A travers ses méandres sinueux, l'esprit se prépare à la découverte qui surgira brusquement d'une faille, comme de la déchirure d'un rideau, zébrure inondée de soleil de sa façade au sortir de la falaise rocheuse, haute et étroite, passage de l'ombre à la lumière. Des apparitions étonnantes jalonnent le parcours initiatique, telle cette statue-stèle de Dushara aux yeux rectangulaires, ces niches aux personnages mystérieux, ou ce chamelier tronqué précédant ses deux chameaux reconnaissables aux extrémités des pattes et aux flancs rebondis.

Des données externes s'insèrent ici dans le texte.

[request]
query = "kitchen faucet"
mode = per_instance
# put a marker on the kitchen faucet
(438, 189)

La mémoire du passage des caravanes chargées d'encens, d'épices et d'étoffes chatoyantes, se rappelle discrètement, tandis que la présence de l'eau dans ces rocs arides se manifeste par toutes les fantaisies de formes et de couleurs produites par l'érosion et par sa maîtrise dans le réseau de canalisations, de citernes, de barrages, témoignant de son besoin et de ses dangers. Dans ce monde minéral, la vie fait soudain irruption sous forme d'un figuier ou d'un poivrier accroché à flanc de rocher. Malgré un soleil intermittent, le temps de ces derniers jours de novembre était presque froid à cause du vent qui s'engouffrait dans ce gigantesque canyon, nous préservant de ces hordes de touristes qui hantent désormais ces lieux si longtemps oubliés. On regrette la présence de ces multiples étals de bimbeloteries, disséminés sur tout le site, en particulier l'horrible gargote implantée face au Khazneh, mais il faut bien que ces pauvres gens puissent vivre. Les ânes, les chevaux et les dromadaires sont largement mis à contribution pour transporter les touristes fatigués et offrir des images de cartes postales, sans parler des figurants déguisés en soldats romains d'un comique achevé.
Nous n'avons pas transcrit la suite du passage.